De focus van deze masterproef ligt op formele leeractiviteiten: opleidingen en professionaliseringsinitiatieven van de PBD’s van de verschillende onderwijskoepels. Met in het achterhoofd de definities van individueel en collectief leren zoals vermeld in hoofdstuk twee, valt op dat geen enkele PBD aanhaalde in te zetten op zuiver individueel leren binnen hun professionaliseringsaanbod. De respondenten benadrukken enkel tussenvormen (gezamenlijke processen met individuele uitkomsten) en collectieve leeractiviteiten waarbij de lerende via een sociale interactie leert, namelijk: intervisie, begeleiding of coaching, praktijkgerichte sessies, en jobshadowing.

Ten eerste zetten alle PBD’s sterk in op het samenbrengen van directeurs in reflectie- en intervisiegroepen. Vier van de zes respondenten halen aan dat ze in hun opleiding werken met vaste groepen (of groepen die langer samenblijven), waardoor een netwerk ontstaat. In deze intervisiegroepen reflecteren de directeurs over de opdrachten en sessies binnen de opleiding, maar kunnen ze ook bij elkaar ten rade gaan over problemen in hun eigen school. Sommige PBD’s faciliteren ook buiten de opleidingen netwerken van en voor hun directies. Verder in dit hoofdstuk wordt nader ingegaan op de samenstelling van deze intervisiegroepen.

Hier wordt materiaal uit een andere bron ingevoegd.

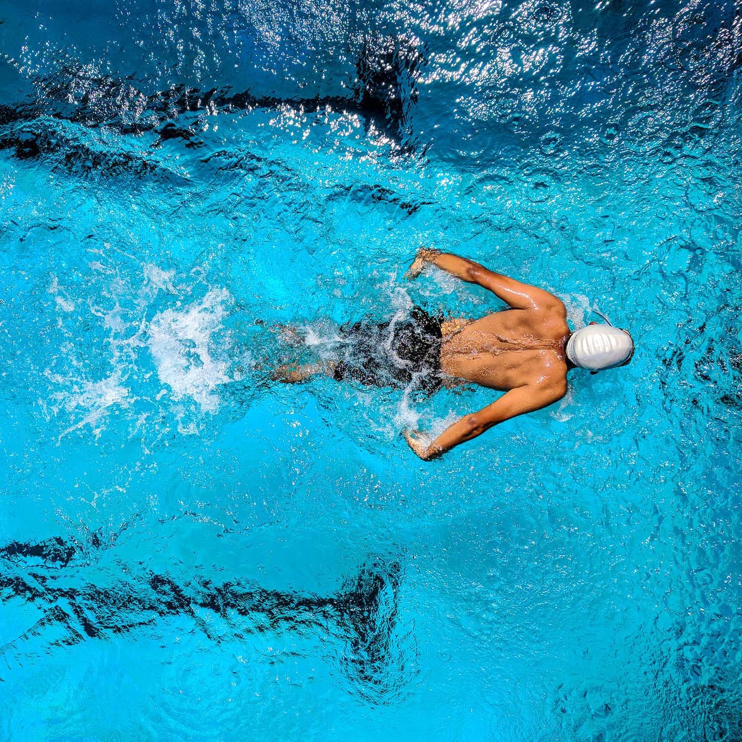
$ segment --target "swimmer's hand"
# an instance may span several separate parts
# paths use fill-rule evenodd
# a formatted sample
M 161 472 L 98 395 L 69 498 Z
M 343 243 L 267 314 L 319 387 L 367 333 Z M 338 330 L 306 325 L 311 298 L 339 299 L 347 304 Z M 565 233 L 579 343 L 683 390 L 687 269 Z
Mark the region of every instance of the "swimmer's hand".
M 417 255 L 415 256 L 415 260 L 413 260 L 413 264 L 407 269 L 407 273 L 404 274 L 404 278 L 407 280 L 417 278 L 425 267 L 425 263 L 429 262 L 433 255 L 439 255 L 438 250 L 431 250 L 427 247 L 418 248 Z
M 419 430 L 403 430 L 407 445 L 424 461 L 428 462 L 439 453 Z

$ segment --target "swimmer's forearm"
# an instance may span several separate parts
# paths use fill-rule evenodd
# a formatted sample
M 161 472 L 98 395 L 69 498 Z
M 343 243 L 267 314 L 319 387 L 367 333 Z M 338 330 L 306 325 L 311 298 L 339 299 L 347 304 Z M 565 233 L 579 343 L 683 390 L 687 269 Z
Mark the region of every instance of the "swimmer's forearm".
M 425 250 L 423 259 L 441 271 L 450 273 L 452 276 L 469 283 L 476 283 L 476 274 L 478 270 L 485 270 L 483 266 L 467 257 L 461 257 L 451 252 L 438 252 L 436 250 Z
M 460 443 L 465 443 L 481 436 L 491 427 L 490 424 L 480 423 L 474 416 L 468 415 L 447 428 L 427 445 L 421 446 L 419 449 L 413 446 L 413 450 L 424 461 L 430 461 L 443 456 Z

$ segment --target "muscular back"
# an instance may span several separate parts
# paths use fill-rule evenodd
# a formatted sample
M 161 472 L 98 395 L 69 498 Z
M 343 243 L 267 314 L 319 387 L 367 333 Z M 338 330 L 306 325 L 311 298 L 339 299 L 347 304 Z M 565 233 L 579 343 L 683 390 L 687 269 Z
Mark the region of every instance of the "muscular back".
M 418 433 L 405 431 L 413 450 L 426 460 L 470 441 L 493 425 L 561 399 L 567 392 L 564 349 L 569 337 L 564 304 L 543 289 L 495 273 L 465 257 L 424 248 L 418 251 L 407 277 L 416 278 L 428 263 L 491 291 L 510 309 L 441 327 L 443 372 L 505 393 L 453 423 L 433 441 L 424 441 Z
M 569 336 L 564 305 L 506 309 L 481 319 L 444 323 L 441 367 L 450 376 L 492 389 L 559 383 Z

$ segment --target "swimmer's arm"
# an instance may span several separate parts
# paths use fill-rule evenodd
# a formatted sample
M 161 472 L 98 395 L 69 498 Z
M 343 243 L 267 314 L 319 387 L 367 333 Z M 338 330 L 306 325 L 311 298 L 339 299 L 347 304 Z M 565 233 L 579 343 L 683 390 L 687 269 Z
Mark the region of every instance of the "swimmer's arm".
M 404 437 L 410 447 L 423 461 L 430 461 L 460 443 L 481 436 L 498 423 L 548 407 L 561 399 L 566 393 L 566 381 L 518 387 L 479 412 L 462 418 L 430 443 L 426 443 L 419 433 L 405 430 Z
M 476 283 L 491 291 L 499 299 L 516 309 L 551 309 L 562 302 L 553 294 L 514 278 L 495 273 L 467 257 L 460 257 L 449 252 L 438 252 L 421 247 L 406 275 L 415 278 L 425 266 L 430 263 L 468 283 Z

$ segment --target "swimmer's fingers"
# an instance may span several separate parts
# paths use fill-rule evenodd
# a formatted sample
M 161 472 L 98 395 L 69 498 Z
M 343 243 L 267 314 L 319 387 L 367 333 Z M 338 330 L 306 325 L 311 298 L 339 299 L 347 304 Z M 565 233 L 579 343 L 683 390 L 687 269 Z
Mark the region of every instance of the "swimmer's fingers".
M 423 440 L 422 433 L 419 430 L 403 430 L 402 434 L 407 441 L 407 445 L 421 459 L 425 459 L 427 453 L 427 444 Z
M 415 260 L 413 260 L 413 264 L 407 269 L 407 273 L 404 274 L 404 278 L 407 280 L 417 278 L 425 267 L 425 263 L 430 260 L 431 257 L 439 255 L 439 252 L 438 250 L 431 250 L 429 247 L 424 247 L 421 245 L 418 248 L 417 255 L 415 256 Z
M 407 273 L 404 274 L 404 278 L 407 280 L 413 280 L 413 279 L 417 278 L 424 267 L 425 261 L 421 257 L 416 257 L 413 260 L 413 264 L 407 269 Z

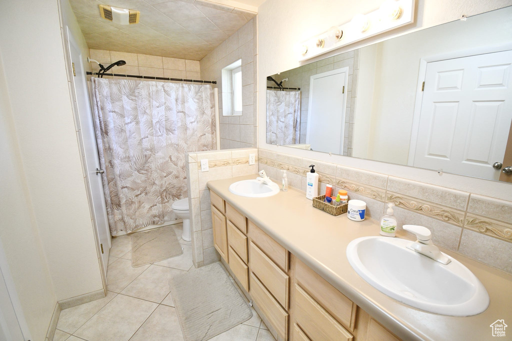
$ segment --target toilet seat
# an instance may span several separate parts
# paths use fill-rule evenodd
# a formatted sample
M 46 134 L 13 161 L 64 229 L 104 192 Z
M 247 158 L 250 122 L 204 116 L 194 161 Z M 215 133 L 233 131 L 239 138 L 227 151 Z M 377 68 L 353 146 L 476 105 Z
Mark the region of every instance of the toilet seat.
M 175 211 L 188 211 L 188 198 L 185 198 L 175 201 L 172 207 Z

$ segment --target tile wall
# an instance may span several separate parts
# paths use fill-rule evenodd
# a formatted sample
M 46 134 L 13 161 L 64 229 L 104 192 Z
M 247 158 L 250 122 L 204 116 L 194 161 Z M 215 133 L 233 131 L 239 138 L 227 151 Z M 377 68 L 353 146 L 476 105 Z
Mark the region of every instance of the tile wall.
M 197 60 L 93 49 L 89 50 L 89 54 L 91 59 L 97 60 L 105 67 L 118 60 L 124 60 L 126 62 L 126 65 L 122 66 L 114 66 L 109 72 L 122 75 L 202 79 L 199 62 Z M 91 63 L 91 65 L 94 72 L 99 70 L 99 66 L 96 63 Z M 104 78 L 109 77 L 105 76 Z
M 255 154 L 256 163 L 249 165 L 249 154 Z M 196 267 L 219 260 L 214 247 L 210 207 L 210 191 L 206 183 L 253 174 L 258 169 L 258 149 L 242 148 L 188 153 L 187 187 L 192 232 L 192 256 Z M 201 171 L 201 161 L 208 159 L 209 170 Z
M 345 125 L 344 134 L 343 155 L 351 156 L 353 146 L 354 123 L 357 102 L 357 84 L 359 79 L 359 50 L 342 53 L 318 61 L 306 64 L 273 77 L 278 83 L 285 78 L 285 87 L 301 88 L 301 139 L 299 143 L 306 143 L 306 133 L 308 127 L 308 106 L 309 101 L 309 84 L 312 76 L 331 71 L 336 69 L 348 67 L 347 104 L 345 111 Z M 267 86 L 275 86 L 272 81 L 267 81 Z M 268 142 L 267 141 L 267 143 Z
M 252 19 L 201 60 L 201 75 L 217 81 L 221 149 L 256 147 L 257 139 L 257 20 Z M 242 114 L 222 115 L 222 70 L 242 59 Z
M 379 220 L 386 203 L 396 205 L 398 230 L 405 223 L 432 232 L 434 243 L 494 267 L 512 273 L 512 202 L 412 181 L 341 165 L 259 149 L 259 169 L 276 180 L 286 169 L 290 185 L 304 190 L 311 164 L 319 175 L 319 192 L 326 185 L 335 193 L 367 203 L 367 214 Z

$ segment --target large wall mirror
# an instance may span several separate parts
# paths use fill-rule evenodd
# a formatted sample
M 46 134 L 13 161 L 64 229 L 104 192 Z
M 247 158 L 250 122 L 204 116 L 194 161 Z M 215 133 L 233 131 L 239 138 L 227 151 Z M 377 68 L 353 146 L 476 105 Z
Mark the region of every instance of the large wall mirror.
M 268 76 L 267 143 L 512 182 L 510 18 L 502 8 Z

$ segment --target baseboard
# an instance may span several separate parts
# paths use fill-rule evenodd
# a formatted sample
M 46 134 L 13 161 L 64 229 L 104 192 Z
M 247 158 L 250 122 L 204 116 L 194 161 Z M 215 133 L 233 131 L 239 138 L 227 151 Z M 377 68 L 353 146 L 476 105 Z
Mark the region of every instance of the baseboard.
M 145 228 L 141 228 L 137 230 L 137 232 L 142 232 L 143 231 L 147 231 L 150 230 L 153 230 L 153 229 L 158 229 L 158 228 L 161 228 L 162 226 L 167 226 L 167 225 L 174 225 L 175 224 L 179 224 L 180 222 L 183 222 L 183 219 L 177 219 L 175 220 L 170 220 L 170 221 L 164 221 L 161 224 L 158 224 L 158 225 L 149 225 L 145 226 Z M 114 237 L 119 237 L 119 236 L 124 236 L 128 234 L 126 233 L 126 231 L 121 231 L 116 234 Z
M 99 300 L 104 297 L 105 297 L 105 291 L 103 289 L 101 289 L 96 291 L 89 292 L 89 293 L 80 295 L 79 296 L 75 296 L 75 297 L 72 297 L 67 300 L 62 300 L 62 301 L 59 301 L 58 303 L 60 307 L 60 309 L 64 310 L 93 301 Z
M 53 309 L 53 314 L 52 314 L 52 319 L 50 321 L 50 326 L 48 327 L 48 331 L 46 332 L 46 338 L 49 340 L 53 340 L 53 336 L 55 334 L 55 329 L 57 329 L 57 322 L 59 321 L 59 316 L 60 315 L 60 305 L 58 302 L 55 304 L 55 308 Z

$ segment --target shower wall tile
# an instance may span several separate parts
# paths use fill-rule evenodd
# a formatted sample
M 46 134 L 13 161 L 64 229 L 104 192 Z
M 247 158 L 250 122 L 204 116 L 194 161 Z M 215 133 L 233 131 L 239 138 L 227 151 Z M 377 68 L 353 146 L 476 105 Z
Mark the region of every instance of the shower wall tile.
M 254 154 L 255 157 L 254 165 L 249 165 L 250 154 Z M 208 160 L 207 172 L 201 171 L 201 160 L 204 159 Z M 188 204 L 193 232 L 193 258 L 194 265 L 198 267 L 216 261 L 219 258 L 219 254 L 213 247 L 210 191 L 206 187 L 206 183 L 210 180 L 249 174 L 254 174 L 255 177 L 258 171 L 258 150 L 255 148 L 247 148 L 188 153 L 187 160 L 187 187 L 189 191 Z M 196 191 L 196 189 L 197 195 L 195 196 L 196 192 L 191 192 Z M 192 196 L 194 197 L 191 198 Z
M 126 65 L 112 69 L 111 71 L 114 73 L 202 79 L 201 65 L 197 60 L 93 49 L 89 50 L 89 54 L 91 59 L 96 59 L 105 66 L 110 64 L 112 61 L 124 60 L 126 62 Z M 95 72 L 99 70 L 99 66 L 95 63 L 92 63 L 92 67 Z
M 201 75 L 217 81 L 214 87 L 219 89 L 219 127 L 221 149 L 230 149 L 246 147 L 255 147 L 258 134 L 254 127 L 258 126 L 257 110 L 257 44 L 254 31 L 256 20 L 249 20 L 238 31 L 216 48 L 200 61 Z M 242 112 L 241 116 L 223 116 L 222 86 L 222 70 L 238 59 L 242 59 Z M 227 98 L 227 96 L 224 96 Z M 226 114 L 228 113 L 226 112 Z M 249 127 L 251 127 L 250 129 Z

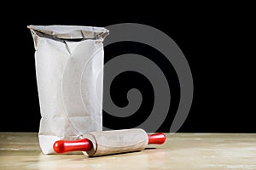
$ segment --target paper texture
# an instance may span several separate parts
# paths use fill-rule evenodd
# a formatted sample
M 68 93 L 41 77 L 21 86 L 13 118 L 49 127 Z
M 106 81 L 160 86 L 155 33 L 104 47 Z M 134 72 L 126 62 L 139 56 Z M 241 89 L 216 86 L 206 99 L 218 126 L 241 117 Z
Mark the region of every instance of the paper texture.
M 91 144 L 89 156 L 104 156 L 144 150 L 148 143 L 147 133 L 141 128 L 90 132 L 83 135 Z
M 41 121 L 39 144 L 53 154 L 59 139 L 102 130 L 105 28 L 29 26 L 35 46 Z

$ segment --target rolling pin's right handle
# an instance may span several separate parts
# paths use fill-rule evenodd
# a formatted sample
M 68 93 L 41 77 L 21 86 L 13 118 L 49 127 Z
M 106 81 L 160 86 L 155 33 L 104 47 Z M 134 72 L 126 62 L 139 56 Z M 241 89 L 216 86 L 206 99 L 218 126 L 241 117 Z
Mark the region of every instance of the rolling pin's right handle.
M 166 135 L 162 133 L 157 133 L 154 134 L 148 134 L 148 144 L 164 144 L 166 142 Z

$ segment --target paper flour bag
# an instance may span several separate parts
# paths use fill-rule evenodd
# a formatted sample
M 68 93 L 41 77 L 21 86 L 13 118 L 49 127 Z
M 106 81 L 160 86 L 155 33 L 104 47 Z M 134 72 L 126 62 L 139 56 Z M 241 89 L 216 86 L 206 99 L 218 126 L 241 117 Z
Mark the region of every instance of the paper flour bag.
M 101 27 L 29 26 L 35 47 L 43 153 L 59 139 L 102 130 L 103 45 Z

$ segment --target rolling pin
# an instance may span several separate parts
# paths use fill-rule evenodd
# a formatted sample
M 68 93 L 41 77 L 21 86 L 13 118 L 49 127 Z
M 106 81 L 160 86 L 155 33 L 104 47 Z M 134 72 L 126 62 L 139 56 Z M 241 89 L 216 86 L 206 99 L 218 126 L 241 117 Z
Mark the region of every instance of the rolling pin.
M 90 132 L 83 135 L 82 139 L 58 140 L 54 150 L 58 153 L 83 151 L 89 156 L 105 156 L 118 153 L 139 151 L 149 144 L 165 143 L 166 136 L 161 133 L 148 134 L 141 128 Z

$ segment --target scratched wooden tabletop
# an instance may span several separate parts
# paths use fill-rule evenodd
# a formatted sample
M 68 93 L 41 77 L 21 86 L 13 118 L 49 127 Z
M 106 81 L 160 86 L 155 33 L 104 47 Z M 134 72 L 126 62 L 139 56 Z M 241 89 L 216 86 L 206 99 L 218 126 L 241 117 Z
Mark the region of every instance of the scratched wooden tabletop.
M 43 155 L 35 133 L 0 133 L 5 169 L 256 169 L 256 133 L 166 133 L 162 145 L 90 158 Z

“… dat de beginnende directeurs ook eens in contact komen met de meer ervaren directeurs want daar kunnen ze natuurlijk ook van leren. ’t Is veilig om ze samen te brengen met beginnende directeurs en voor hen ook heel herkenbaar, (…) maar ’t is natuurlijk ook enorm belangrijk dat ze in contact komen met ervaren directeurs…” (Respondent 3)

Naast de intervisiegroepen die vaak een klankbord vormen, benadrukken de respondenten dat ze daarnaast ook werken met een systeem van meer persoonlijke begeleiding, in de context van de school. Wie die coaches zijn, varieert: ancien-collega’s, de begeleidingsdienst, experten, anker-figuren in de scholengroepen, etc. “… een soort coachingstraject want er komt een mentor aan te pas (…) die meestal op scholengroep-niveau gekozen wordt en waar ze

eigenlijk gedurende tien maanden aan de slag gaan ja, heel individueel.” (Respondent 5)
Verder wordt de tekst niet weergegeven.